N° RG 24/01925 - N° Portalis DB2Y-W-B7I-CDQQ6

Minute n° 24/100


JUGEMENT du 30 MAI 2024


Par mise à disposition, le 30 mai 2024, au greffe du juge de l’exécution du tribunal judiciaire de Meaux, a été rendu le présent jugement, par M. Maxime ETIENNE, Juge au tribunal judiciaire de Meaux, désigné par ordonnance du président de cette juridiction pour exercer les fonctions de juge de l’exécution, assisté de M

adame Fatima GHALEM, greffier, lors des débats et au prononcé de la décision ;

Dans l'instance N° RG 24/01925 - N° ...

- N° RG 24/01925 - N° Portalis DB2Y-W-B7I-CDQQ6
TRIBUNAL JUDICIAIRE
DE MEAUX
___________

Juge de l'Exécution

N° RG 24/01925 - N° Portalis DB2Y-W-B7I-CDQQ6

Minute n° 24/100

JUGEMENT du 30 MAI 2024

Par mise à disposition, le 30 mai 2024, au greffe du juge de l’exécution du tribunal judiciaire de Meaux, a été rendu le présent jugement, par M. Maxime ETIENNE, Juge au tribunal judiciaire de Meaux, désigné par ordonnance du président de cette juridiction pour exercer les fonctions de juge de l’exécution, assisté de Madame Fatima GHALEM, greffier, lors des débats et au prononcé de la décision ;

Dans l'instance N° RG 24/01925 - N° Portalis DB2Y-W-B7I-CDQQ6

ENTRE :

DEMANDERESSE :

S.C.I. CONFERENCIEL immatriculée au RCS de MEAUX sous le numéro 809 5900698
[Adresse 2]
[Localité 4]

non comparante représentée par Me Arnaud MAGERAND, avocat au barreau de PARIS, avocat plaidant

ET :

DÉFENDERESSE :

S.A.R.L. MC CONSTRUCTION 95 immatriculée au RCS de Versailles sous le numéro 490 718 400
[Adresse 1]
[Localité 3]

non comparante représentée par Maître Benoît EYMARD de l’AARPI EYMARD SABLIER ASSOCIES, avocats au barreau de PARIS, avocats plaidant

Après avoir entendu à l’audience publique du 02 mai 2024, puis en avoir délibéré conformément à la loi en faisant préalablement connaître que la décision serait prononcée par mise à disposition au greffe à la date d’aujourd’hui, conformément aux dispositions de l’article 450 du code de procédure civile ;

* * * *

EXPOSÉ DU LITIGE

Par acte sous seing privé en date du 24 juin 2019, la SCI CONFERENCIEL a confié à la SARL MC CONSTRUCTION 95 le lot gros œuvre d’une opération immobilière de réhabilitation d’un site industriel situé à [Localité 4].

Reprochant à la SARL MC CONSTRUCTION 95 plusieurs retards et dysfonctionnements dans l’exécution du marché, la SCI CONFERENCIEL a résilié celui-ci par courrier recommandé avec accusé de réception en date du 30 octobre 2020.
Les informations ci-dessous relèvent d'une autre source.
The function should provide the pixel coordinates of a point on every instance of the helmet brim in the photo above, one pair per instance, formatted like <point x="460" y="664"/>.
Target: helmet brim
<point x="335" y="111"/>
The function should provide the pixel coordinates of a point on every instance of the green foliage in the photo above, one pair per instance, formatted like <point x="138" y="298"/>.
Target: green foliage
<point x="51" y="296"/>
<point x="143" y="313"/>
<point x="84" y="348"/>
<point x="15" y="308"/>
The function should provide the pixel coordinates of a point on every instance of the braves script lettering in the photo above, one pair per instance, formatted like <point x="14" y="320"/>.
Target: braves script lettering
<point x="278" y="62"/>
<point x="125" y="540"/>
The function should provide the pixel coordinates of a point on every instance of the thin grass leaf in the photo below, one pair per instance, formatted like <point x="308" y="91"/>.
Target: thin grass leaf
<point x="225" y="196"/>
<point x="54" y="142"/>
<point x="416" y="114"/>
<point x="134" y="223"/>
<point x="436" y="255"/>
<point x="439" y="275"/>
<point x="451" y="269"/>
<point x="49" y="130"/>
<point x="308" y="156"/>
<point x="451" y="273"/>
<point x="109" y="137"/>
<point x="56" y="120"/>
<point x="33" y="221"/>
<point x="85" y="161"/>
Saisi par la SARL MC CONSTRUCTION 95, le juge des référés du tribunal judiciaire de Meaux a notamment, par ordonnance en date du 2 décembre 2020, ordonné une mesure d’expertise confiée à M. [L] [J], remplacé par M. [W] [Y] par ordonnance du 25 mars 2021, avec pour missions principales de relever et décrire les désordres allégués par la SCI CONFERENCIEL, donner son avis sur leurs origines, causes, étendues et conséquences et évaluer leurs incidences afin de permettre à toute juridiction de se prononcer sur le bienfondé de la résiliation du marché.

Ultérieurement saisi par la SARL MC CONSTRUCTION 95, le juge de l’exécution du tribunal judiciaire de Meaux l’a autorisé par ordonnance en date du 29 février 2024 à faire pratiquer une saisie conservatoire des sommes détenues par tout établissement bancaire pour le compte de la SCI CONFERENCIEL, afin de garantir le paiement d’une somme de 482 129 euros et, en cas d’insuffisance des sommes saisies, à faire pratiquer une saisie conservatoire de tous biens meubles corporels saisissables se trouvant au siège de cette société.

Par actes de commissaire de justice du 21 mars 2024, la SARL MC CONSTRUCTION 95 a fait pratiquer deux saisies conservatoires des sommes détenues par la SCI CONFERENCIEL dans les livres du CREDIT LYONNAIS et de la SOCIETE GENERALE.

Par actes de commissaire de justice du 26 mars 2024, ces saisies ainsi que l’ordonnance précitée ont été dénoncées à la SCI CONFERENCIEL.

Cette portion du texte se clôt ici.